We'll miss her a lot.
http://www.youtube.com/watch?v=jQjj4yErw9M
That's video of my talk in Washington last week. Watch it and then get out and tell your own story.
There's another vigil in Waynesville, NC on Wednesday. 6 p.m. in front of the courthouse.
"Blessed be the bothersome for they shall receive health care," a speaker at tonight's rally said, after exhorting all of us to call our legislators again and again and again on the issue of health reform.
Another mother, whose son survived cancer despite the worst efforts of insurance companies, spoke about her ordeal after I told Mike's story. She and I will be in touch. We decided we will be the Blessed Bothersomes. We will continue to advocate for health care for all.
I met Sen. Bernie Sanders and I hugged him and thanked him for standing up for what's right.
The candlelight vigil was not without incident. A few agitators came with anti-reform signs and people stood in front of them with their "People of Faith for Health Care Reform" signs. I stood in front of one man and held Mike's picture in front of his sign. He moved and I moved with him.
"I have a much right to be here as you do," he said.
"Yes you do," I said as I moved Mike's picture in front of his sign. "My son had every right to receive health care, too, but he didn't because of this broken system.
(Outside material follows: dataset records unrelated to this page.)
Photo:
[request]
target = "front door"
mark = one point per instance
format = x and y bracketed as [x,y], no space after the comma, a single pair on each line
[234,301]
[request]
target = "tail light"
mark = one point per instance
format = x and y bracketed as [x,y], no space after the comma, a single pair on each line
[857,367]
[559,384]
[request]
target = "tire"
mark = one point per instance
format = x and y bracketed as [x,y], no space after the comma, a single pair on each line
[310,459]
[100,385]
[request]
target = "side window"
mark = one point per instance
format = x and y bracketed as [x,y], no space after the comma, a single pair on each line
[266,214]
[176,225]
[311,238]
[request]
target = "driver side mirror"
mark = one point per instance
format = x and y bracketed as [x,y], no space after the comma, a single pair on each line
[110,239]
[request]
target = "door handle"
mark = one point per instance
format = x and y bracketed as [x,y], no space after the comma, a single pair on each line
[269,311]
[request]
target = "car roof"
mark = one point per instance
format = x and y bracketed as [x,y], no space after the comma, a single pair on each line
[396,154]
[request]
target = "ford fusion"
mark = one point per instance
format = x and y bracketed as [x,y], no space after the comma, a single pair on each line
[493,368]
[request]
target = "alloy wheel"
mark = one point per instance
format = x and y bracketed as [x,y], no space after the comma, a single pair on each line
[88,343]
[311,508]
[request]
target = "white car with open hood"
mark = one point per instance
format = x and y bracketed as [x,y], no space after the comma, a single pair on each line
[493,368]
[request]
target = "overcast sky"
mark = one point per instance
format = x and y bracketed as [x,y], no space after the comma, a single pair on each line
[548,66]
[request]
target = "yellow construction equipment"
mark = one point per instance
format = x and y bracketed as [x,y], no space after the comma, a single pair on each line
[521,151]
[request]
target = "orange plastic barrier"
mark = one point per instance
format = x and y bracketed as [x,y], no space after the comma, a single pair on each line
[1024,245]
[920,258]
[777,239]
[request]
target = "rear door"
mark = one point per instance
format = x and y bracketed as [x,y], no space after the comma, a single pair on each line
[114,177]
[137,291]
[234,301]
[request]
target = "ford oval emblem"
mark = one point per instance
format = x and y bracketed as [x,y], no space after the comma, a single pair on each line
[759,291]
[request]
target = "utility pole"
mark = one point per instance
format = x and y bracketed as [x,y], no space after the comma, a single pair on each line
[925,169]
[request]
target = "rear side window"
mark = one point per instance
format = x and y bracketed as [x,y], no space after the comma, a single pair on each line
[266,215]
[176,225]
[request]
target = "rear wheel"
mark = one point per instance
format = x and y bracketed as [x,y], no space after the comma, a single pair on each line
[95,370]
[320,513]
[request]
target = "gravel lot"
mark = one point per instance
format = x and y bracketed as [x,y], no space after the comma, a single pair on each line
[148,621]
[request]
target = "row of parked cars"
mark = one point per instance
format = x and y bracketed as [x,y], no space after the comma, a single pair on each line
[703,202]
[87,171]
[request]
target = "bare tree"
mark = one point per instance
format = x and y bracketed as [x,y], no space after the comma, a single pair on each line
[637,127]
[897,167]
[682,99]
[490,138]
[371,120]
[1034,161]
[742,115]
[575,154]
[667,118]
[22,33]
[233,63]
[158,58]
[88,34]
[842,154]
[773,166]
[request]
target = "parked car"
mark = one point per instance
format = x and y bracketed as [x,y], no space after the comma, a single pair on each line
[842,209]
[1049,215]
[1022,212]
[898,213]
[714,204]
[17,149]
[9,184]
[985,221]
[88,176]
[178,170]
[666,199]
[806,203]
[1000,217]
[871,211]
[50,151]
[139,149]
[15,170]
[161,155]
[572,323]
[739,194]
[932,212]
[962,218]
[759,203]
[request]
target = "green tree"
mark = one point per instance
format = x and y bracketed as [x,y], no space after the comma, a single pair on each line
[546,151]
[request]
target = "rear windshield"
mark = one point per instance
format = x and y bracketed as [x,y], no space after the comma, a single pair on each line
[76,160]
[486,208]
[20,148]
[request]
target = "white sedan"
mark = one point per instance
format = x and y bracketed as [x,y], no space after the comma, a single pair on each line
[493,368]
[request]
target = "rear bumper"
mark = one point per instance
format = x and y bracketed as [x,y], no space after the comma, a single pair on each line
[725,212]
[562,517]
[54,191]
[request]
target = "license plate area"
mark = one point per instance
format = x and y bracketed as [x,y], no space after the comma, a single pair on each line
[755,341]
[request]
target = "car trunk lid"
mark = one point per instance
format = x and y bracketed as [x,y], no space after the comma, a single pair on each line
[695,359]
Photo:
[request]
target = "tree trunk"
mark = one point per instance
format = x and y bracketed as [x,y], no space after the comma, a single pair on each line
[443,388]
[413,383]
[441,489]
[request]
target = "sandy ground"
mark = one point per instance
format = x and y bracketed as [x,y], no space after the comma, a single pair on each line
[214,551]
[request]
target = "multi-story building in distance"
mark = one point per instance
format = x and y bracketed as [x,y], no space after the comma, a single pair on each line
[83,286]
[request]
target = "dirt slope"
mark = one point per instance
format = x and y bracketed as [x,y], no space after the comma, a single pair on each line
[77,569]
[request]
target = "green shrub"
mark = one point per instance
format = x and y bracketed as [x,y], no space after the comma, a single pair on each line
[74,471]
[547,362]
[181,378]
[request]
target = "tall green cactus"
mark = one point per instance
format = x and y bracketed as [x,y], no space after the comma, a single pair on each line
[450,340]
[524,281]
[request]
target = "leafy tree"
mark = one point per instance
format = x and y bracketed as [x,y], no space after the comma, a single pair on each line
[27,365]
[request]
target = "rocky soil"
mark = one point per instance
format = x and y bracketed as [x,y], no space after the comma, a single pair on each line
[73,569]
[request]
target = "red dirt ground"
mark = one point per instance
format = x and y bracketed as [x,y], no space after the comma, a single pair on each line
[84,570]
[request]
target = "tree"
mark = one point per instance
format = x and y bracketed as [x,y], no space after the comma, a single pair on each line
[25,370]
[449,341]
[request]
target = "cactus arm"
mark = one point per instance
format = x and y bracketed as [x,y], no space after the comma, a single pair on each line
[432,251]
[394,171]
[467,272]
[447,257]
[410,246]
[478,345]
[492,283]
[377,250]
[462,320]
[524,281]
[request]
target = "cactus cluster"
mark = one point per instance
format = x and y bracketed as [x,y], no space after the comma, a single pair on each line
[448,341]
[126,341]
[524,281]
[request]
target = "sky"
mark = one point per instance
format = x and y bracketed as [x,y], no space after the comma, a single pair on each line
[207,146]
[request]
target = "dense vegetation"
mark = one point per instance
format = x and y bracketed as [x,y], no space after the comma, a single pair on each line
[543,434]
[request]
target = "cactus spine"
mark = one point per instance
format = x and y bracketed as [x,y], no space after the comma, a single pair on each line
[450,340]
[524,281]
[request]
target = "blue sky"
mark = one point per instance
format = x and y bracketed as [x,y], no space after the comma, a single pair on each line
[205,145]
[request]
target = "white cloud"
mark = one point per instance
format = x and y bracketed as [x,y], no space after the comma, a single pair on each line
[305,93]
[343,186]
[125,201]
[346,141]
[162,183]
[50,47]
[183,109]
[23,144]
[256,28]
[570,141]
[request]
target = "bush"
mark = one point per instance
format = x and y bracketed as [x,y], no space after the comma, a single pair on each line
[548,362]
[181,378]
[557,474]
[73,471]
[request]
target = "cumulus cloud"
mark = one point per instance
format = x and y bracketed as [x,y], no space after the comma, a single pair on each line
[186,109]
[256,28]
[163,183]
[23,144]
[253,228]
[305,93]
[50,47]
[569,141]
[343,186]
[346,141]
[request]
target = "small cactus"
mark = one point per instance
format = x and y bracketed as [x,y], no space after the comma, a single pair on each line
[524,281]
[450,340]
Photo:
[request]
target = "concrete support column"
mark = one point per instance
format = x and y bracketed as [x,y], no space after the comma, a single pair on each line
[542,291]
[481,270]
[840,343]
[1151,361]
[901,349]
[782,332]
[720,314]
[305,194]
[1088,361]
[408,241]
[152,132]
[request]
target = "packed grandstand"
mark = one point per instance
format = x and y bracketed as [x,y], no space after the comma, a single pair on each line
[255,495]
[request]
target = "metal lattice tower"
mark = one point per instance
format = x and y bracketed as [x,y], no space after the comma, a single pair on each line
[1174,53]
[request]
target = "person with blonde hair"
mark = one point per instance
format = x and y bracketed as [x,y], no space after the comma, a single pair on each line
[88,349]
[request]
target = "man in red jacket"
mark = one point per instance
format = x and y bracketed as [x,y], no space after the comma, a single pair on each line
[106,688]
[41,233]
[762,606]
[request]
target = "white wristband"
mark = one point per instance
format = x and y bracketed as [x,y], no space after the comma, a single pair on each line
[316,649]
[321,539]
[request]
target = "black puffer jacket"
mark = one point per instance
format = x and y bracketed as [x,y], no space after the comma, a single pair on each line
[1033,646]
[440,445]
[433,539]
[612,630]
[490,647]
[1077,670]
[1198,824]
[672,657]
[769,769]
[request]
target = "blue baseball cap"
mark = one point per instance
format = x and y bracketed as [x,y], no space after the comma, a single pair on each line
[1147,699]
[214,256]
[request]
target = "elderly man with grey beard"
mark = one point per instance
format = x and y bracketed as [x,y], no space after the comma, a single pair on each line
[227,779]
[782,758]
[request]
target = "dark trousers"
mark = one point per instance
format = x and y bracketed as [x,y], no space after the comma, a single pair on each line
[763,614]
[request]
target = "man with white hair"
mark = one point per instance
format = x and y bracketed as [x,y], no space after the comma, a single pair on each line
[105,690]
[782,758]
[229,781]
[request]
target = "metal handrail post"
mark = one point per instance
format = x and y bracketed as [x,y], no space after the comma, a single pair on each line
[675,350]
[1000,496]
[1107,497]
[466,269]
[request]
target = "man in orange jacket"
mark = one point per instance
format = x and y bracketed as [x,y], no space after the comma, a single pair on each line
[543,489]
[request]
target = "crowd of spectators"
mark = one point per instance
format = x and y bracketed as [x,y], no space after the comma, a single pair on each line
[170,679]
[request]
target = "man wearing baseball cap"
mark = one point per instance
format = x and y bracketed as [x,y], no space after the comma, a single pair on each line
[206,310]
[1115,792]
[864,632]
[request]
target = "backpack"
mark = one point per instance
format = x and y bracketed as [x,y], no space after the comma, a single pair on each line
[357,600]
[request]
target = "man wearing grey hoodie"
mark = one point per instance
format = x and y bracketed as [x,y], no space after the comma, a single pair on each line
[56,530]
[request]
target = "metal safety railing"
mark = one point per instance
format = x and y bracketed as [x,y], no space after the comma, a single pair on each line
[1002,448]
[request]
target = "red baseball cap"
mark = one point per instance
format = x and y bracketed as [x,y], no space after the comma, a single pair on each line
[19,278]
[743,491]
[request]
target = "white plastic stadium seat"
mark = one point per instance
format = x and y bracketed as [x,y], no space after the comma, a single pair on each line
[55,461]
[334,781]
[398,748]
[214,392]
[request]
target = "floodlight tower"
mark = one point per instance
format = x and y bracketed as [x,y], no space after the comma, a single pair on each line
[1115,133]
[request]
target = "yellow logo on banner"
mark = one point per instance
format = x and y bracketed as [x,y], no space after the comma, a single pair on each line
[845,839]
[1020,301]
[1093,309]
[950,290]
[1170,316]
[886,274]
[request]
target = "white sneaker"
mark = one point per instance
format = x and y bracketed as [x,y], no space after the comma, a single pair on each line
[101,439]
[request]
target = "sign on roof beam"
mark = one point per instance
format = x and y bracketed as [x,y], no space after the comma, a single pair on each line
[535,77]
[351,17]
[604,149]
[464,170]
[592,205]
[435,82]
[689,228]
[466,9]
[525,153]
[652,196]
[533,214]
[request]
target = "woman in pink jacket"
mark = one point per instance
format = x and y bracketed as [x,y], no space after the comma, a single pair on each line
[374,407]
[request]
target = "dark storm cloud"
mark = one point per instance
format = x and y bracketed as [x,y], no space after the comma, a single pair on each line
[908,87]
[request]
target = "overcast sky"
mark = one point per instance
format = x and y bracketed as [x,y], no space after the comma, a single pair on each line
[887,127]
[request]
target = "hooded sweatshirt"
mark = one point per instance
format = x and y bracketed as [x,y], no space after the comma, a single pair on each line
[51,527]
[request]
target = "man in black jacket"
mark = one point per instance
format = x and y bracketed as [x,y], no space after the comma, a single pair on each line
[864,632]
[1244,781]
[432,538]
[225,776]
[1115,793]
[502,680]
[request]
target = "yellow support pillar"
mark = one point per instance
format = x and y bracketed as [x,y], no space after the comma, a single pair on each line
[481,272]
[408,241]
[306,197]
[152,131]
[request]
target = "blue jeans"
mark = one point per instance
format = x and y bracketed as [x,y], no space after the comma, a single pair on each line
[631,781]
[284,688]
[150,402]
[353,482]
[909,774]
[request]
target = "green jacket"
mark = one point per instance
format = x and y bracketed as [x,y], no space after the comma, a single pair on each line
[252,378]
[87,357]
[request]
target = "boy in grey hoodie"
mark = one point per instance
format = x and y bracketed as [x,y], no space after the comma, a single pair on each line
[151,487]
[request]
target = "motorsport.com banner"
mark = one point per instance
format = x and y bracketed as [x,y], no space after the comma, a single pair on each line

He can't be here tonight."
After a few minutes they gave up and left.
Word is now that the Senate will give up the public option and allow people as young as 55 to buy into Medicare.
That's not good enough. What about the people between 18 and 55? Do they just continue to die as Mike did?
This won't work. We need our senators to have the courage to do this right. That's why we elected them.
I'm headed to Washington, DC, to speak at a candlelight vigil to remember the victims of our horribly broken health care system.
It's hard to believe there still are people trying to block access to care for all Americans. I don't understand how one could oppose it. How can anyone believe we have the best health care system in the world when 45,000 people die each year because they can't get care?
We have the potential for the best system in the world, but until have access, it isn't the best. A health care system is judged not on how many lives it can save with high technology and medicines, but how many it DOES save. We fall pretty low on that scale.
So, I go to Washington to join with others who understand we need a better system and we need it now, and we pray for the change that was promised to us.